Mais
c'était là l'exception, et cette traversée de la Russie asiatique
durait ordinairement de quatre à cinq semaines, bien que tous les
moyens de transport fussent mis à la disposition de ces envoyés du
czar.
En homme qui ne craint ni le froid ni la neige, Michel Strogoff
eût préféré voyager par la rude saison d'hiver, qui permet
d'organiser le traînage sur toute l'étendue du parcours. Alors les
difficultés inhérentes aux divers genres de locomotion sont en
partie diminuées sur ces immenses steppes nivelées par la neige.
Plus de cours d'eau a franchir. Partout la nappe glacée sur
laquelle le traîneau glisse facilement et rapidement. Peut-être
certains phénomènes naturels sont-ils a redouter, à cette époque,
tels que permanence et intensité des brouillards, froids excessifs,
chasse-neiges longs et redoutables, dont les tourbillons
enveloppent quelquefois et font périr des caravanes entières. Il
arrive bien aussi que des loups, poussés par la faim, couvrent la
plaine par milliers. Mais mieux, eût valu courir ces risques, car,
avec ce dur hiver, les envahisseurs tartares se fussent de
préférence cantonnés dans les villes, leurs maraudeurs n'auraient
pas couru la steppe, tout mouvement de troupes eût été
impraticable, et Michel Strogoff eût plus facilement passé. Mais il
n'avait à choisir ni son temps ni son heure. Quelles que fussent
les circonstances, il devait les accepter et partir.

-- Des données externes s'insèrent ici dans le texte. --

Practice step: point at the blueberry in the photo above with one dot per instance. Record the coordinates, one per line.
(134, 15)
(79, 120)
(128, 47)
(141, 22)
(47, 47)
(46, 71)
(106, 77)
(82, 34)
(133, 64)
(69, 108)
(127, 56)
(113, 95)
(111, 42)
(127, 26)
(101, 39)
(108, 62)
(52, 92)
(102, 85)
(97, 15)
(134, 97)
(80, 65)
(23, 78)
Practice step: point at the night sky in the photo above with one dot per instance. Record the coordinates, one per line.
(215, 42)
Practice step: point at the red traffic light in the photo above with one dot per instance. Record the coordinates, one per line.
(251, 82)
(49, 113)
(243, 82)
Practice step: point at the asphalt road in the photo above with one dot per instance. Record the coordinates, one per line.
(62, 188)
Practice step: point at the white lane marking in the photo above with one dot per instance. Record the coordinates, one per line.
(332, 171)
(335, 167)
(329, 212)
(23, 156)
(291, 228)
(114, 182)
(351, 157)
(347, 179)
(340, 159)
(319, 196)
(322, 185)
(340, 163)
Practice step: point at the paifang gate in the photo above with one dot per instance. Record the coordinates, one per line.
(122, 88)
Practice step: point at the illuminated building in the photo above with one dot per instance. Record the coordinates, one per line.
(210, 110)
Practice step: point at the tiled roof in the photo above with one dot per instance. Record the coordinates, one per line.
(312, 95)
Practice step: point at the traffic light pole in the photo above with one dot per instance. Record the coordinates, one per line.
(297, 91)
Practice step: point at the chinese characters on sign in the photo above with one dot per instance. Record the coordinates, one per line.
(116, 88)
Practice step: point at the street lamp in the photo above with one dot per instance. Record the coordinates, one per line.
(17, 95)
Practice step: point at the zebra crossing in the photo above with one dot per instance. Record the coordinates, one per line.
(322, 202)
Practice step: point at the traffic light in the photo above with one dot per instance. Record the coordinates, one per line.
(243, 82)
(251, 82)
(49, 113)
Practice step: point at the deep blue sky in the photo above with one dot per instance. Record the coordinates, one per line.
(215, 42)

Telle était donc la situation, que Michel Strogoff envisagea
nettement, et il se prépara à lui faire face.
D'abord, il ne se trouvait plus dans les conditions, ordinaires
d'un courrier du czar. Cette qualité, il fallait même que personne
ne put la soupçonner sur son passage. Dans un pays envahi, les
espions fourmillent. Lui reconnu, sa mission était compromise.
Aussi, en lui remettant une somme importante, qui devait suffire à
son voyage et le faciliter dans une certaine mesure, le général
Kissoff ne lui donna-t-il aucun ordre écrit portant cette mention:
service de l'empereur, qui est le Sésame par excellence. Il se
contenta de le munir d'un «podaroshna».
Ce podaroshna était fait au nom de Nicolas Korpanoff, négociant,
demeurant à Irkoutsk. Il autorisait Nicolas Korpanoff à se faire
accompagner, le cas échéant, d'une ou plusieurs personnes, et, en
outre, il était, par mention spéciale, valable même pour le cas où
le gouvernement moscovite interdirait à tous autres nationaux de
quitter la Russie.
Le podaroshna n'est autre chose qu'un permis de prendre les
chevaux de poste; mais Michel Strogoff ne devait s'en servir que
dans le cas où ce permis ne risquerait pas de faire suspecter sa
qualité, c'est-à-dire tant qu'il serait sur le territoire européen.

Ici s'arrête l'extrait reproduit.